From c903af032fd65614585e9b9a377abf14f046fdfc Mon Sep 17 00:00:00 2001
From: Ross Lawley <ross.lawley@gmail.com>
Date: Thu, 26 May 2011 15:44:43 +0100
Subject: [PATCH] Added inline_map_reduce functionality

Also added map_reduce method for calculating item_frequencies
Closes #183
---
 docs/changelog.rst      |  2 ++
 mongoengine/queryset.py | 63 ++++++++++++++++++++++++++++++++++++---
 setup.py                |  2 +-
 tests/queryset.py       | 65 ++++++++++++++++++++++++++---------------
 4 files changed, 104 insertions(+), 28 deletions(-)

diff --git a/docs/changelog.rst b/docs/changelog.rst
index 29d03bc2..686b326f 100644
--- a/docs/changelog.rst
+++ b/docs/changelog.rst
@@ -5,6 +5,8 @@ Changelog
 Changes in dev
 ==============
 
+- Added optional map_reduce method item_frequencies
+- Added inline_map_reduce option to map_reduce
 - Updated connection exception so it provides more info on the cause.

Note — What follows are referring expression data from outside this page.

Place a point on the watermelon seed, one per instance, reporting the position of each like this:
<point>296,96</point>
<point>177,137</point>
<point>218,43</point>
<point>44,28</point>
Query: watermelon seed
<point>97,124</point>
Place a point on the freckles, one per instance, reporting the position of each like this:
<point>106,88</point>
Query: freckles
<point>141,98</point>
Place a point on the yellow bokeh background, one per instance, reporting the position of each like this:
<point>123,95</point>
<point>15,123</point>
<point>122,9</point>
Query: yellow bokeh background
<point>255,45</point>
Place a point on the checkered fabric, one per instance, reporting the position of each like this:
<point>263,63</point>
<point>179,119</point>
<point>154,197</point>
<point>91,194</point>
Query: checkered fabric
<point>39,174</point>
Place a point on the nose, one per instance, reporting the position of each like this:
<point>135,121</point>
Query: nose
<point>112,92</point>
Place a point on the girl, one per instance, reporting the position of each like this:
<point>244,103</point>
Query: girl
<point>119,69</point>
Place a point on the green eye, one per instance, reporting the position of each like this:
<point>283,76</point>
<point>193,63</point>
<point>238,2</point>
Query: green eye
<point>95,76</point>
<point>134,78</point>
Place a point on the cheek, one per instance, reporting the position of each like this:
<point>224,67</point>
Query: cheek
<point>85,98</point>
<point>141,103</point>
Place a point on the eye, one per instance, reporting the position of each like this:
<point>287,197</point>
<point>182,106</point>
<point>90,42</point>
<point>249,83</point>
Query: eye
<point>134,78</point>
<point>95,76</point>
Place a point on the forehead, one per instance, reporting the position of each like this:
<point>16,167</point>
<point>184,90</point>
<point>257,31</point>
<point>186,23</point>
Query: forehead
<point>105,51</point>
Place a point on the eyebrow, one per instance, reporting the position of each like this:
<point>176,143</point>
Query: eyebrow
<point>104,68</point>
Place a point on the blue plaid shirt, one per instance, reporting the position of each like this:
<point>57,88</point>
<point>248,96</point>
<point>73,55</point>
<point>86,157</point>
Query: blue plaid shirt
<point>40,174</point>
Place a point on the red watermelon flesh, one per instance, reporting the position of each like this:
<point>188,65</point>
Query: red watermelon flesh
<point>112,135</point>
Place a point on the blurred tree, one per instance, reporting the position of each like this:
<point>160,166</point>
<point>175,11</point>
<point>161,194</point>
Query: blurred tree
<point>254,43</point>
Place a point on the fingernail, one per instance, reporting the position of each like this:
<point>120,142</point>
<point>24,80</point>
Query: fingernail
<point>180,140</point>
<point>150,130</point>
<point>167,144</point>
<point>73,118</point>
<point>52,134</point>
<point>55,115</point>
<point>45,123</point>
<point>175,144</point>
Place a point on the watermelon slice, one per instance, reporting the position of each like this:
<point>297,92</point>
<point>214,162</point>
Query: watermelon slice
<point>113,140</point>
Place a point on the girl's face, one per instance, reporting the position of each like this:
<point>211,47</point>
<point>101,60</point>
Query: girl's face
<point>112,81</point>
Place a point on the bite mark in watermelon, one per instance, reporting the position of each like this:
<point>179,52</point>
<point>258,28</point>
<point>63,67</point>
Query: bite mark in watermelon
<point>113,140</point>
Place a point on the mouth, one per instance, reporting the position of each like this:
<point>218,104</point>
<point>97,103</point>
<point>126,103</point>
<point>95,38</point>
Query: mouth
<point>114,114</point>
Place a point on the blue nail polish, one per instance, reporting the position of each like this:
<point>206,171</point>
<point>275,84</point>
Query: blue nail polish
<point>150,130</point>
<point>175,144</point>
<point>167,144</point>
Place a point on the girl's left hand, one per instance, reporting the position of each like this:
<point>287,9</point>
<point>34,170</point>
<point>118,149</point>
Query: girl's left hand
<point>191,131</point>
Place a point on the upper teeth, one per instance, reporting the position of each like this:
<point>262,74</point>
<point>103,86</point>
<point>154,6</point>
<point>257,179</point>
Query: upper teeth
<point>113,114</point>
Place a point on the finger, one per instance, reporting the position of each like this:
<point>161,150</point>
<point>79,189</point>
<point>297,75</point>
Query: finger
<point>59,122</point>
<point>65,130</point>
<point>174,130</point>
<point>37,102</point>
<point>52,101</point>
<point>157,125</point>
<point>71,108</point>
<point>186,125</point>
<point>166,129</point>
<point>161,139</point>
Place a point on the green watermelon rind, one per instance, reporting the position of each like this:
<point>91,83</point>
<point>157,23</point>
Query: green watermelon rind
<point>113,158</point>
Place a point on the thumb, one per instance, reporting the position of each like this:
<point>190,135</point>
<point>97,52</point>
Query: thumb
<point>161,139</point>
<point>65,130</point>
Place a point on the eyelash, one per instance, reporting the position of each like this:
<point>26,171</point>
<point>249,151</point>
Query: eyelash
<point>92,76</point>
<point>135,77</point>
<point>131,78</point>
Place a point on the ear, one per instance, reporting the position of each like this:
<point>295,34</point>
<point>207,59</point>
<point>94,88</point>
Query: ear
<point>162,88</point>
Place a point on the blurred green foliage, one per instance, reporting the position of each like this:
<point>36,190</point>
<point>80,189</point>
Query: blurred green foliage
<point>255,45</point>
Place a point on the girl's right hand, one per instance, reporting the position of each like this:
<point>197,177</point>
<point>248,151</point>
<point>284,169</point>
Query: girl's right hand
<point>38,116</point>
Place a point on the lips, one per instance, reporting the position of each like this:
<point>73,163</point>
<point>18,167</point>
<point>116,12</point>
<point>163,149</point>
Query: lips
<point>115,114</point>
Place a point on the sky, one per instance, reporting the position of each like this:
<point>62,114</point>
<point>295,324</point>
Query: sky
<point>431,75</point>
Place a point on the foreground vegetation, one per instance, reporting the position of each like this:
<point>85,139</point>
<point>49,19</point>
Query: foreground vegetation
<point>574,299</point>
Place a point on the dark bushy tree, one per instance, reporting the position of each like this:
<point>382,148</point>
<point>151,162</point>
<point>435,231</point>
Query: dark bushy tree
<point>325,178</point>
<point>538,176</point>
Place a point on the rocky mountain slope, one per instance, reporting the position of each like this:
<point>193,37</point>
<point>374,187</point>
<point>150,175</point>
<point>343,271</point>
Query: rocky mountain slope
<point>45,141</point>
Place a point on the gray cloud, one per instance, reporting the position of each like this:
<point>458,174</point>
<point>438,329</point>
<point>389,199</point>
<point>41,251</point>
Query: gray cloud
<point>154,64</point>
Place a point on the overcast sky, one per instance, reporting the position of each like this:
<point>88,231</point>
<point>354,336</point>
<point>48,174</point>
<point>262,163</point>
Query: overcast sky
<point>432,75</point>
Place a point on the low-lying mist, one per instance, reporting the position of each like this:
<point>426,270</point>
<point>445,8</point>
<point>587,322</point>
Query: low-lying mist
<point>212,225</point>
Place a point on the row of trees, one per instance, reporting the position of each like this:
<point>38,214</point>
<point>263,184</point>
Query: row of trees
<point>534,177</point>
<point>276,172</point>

 - Added searching multiple levels deep in ``DictField``
 - Added ``DictField`` entries containing strings to use matching operators
diff --git a/mongoengine/queryset.py b/mongoengine/queryset.py
index f5020ab8..17a1b0da 100644
--- a/mongoengine/queryset.py
+++ b/mongoengine/queryset.py
@@ -774,7 +774,8 @@ class QuerySet(object):
         :param map_f: map function, as :class:`~pymongo.code.Code` or string
         :param reduce_f: reduce function, as
                          :class:`~pymongo.code.Code` or string
-        :param output: output collection name
+        :param output: output collection name, if set to 'inline' will try to
+                       use :class:`~pymongo.collection.Collection.inline_map_reduce`
         :param finalize_f: finalize function, an optional function that
                            performs any post-reduction processing.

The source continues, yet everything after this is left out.